Stormy Daniels’ ‘very curious’ jury members are waiting for pictures of themselves with the star

Perhaps you had your eye on Stormy Daniels’ face when she testified before Congress earlier this year, but before it can shine so brightly, she will have to appear before Judge James Otero to get the court to allow her to share photographs of herself with the people (journalists, specifically) who are waiting for her. The Hollywood Reporter interviewed a person who asked not to be named, a juror in the Stormy case, and she revealed that a significant portion of the panel is “very curious” about the identity of the witness.

She insists she never spoke to The Daily Beast about her relationship with President Trump. The article was published in January and there is no picture of her. Daniels’ team subpoenaed The Daily Beast to identify the reporter, David Kushner, and the answer to the request could come later this month, before the trial begins next week. Daniels will be required to have her picture taken before any of her opening statements.

“This is unprecedented,” Judge Otero told The Hollywood Reporter. “I don’t know what people’s motive is to look at the pictures.”

Daniels’ lawyer, Michael Avenatti, believes the witness is Trump’s personal attorney, Michael Cohen. “If the case is frivolous, Judge Otero needs to show that by denying the request to address the request on the record that he is addressing the frivolousness of it,” Avenatti told The Hollywood Reporter. The juror’s lawyer called Judge Otero “more St. George than Peter Pan.”
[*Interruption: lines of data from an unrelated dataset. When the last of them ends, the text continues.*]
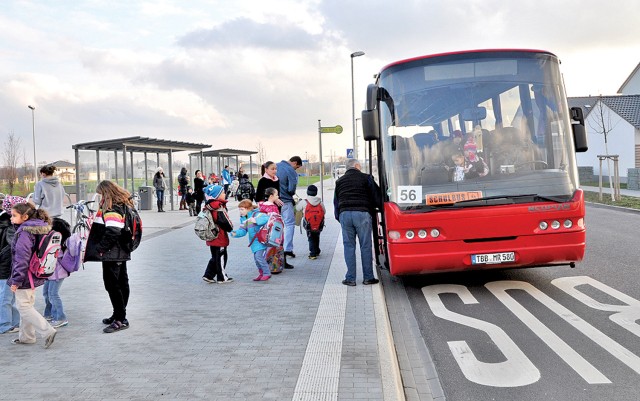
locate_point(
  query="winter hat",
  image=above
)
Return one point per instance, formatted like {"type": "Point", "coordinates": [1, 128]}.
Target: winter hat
{"type": "Point", "coordinates": [312, 190]}
{"type": "Point", "coordinates": [213, 191]}
{"type": "Point", "coordinates": [11, 200]}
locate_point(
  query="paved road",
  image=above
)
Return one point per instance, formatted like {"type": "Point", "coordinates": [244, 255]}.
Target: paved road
{"type": "Point", "coordinates": [551, 333]}
{"type": "Point", "coordinates": [300, 336]}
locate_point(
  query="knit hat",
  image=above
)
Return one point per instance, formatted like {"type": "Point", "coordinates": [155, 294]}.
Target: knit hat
{"type": "Point", "coordinates": [10, 200]}
{"type": "Point", "coordinates": [213, 191]}
{"type": "Point", "coordinates": [312, 190]}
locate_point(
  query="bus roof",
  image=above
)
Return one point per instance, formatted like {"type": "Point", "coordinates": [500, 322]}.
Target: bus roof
{"type": "Point", "coordinates": [465, 52]}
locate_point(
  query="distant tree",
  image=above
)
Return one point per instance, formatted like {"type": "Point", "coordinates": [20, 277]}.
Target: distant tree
{"type": "Point", "coordinates": [601, 124]}
{"type": "Point", "coordinates": [10, 158]}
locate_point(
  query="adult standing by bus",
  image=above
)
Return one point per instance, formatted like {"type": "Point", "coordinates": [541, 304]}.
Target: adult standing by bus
{"type": "Point", "coordinates": [183, 182]}
{"type": "Point", "coordinates": [49, 192]}
{"type": "Point", "coordinates": [160, 185]}
{"type": "Point", "coordinates": [354, 203]}
{"type": "Point", "coordinates": [288, 178]}
{"type": "Point", "coordinates": [226, 179]}
{"type": "Point", "coordinates": [103, 245]}
{"type": "Point", "coordinates": [198, 190]}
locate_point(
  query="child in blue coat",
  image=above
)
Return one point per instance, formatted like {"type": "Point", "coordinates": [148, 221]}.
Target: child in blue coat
{"type": "Point", "coordinates": [251, 220]}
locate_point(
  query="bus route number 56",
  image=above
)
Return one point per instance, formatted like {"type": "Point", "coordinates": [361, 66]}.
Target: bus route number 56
{"type": "Point", "coordinates": [409, 194]}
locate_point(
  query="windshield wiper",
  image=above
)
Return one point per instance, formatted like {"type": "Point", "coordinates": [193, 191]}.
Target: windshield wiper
{"type": "Point", "coordinates": [509, 199]}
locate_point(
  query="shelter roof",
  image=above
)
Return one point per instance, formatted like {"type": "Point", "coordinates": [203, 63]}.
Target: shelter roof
{"type": "Point", "coordinates": [225, 152]}
{"type": "Point", "coordinates": [141, 144]}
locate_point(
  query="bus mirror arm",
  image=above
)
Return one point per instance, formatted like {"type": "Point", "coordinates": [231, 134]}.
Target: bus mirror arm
{"type": "Point", "coordinates": [579, 130]}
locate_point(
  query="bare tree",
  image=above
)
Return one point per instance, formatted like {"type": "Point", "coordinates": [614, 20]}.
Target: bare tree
{"type": "Point", "coordinates": [262, 153]}
{"type": "Point", "coordinates": [10, 158]}
{"type": "Point", "coordinates": [601, 124]}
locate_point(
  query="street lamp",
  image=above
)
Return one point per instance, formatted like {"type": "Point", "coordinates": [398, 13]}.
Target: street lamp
{"type": "Point", "coordinates": [353, 105]}
{"type": "Point", "coordinates": [33, 124]}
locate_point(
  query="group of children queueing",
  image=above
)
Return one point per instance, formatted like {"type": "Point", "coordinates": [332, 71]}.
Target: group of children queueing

Avenatti also filed a motion asking that the court not allow Mueller to be part of the case, since they are not recognized witnesses. “The United States doesn’t ordinarily take depositions from a witness who is not a party,” according to the Daily Beast. “Federal District Judge James Otero has so far refused to sanction Mr. Avenatti’s ludicrous motion.”

In all likelihood, Daniels is not revealing who she is due to professional reasons. This could wind up becoming an episode of the Law & Order “Who’s Coming After You?” franchise if the names of potential criminal defendants do not remain confidential until the end of the case.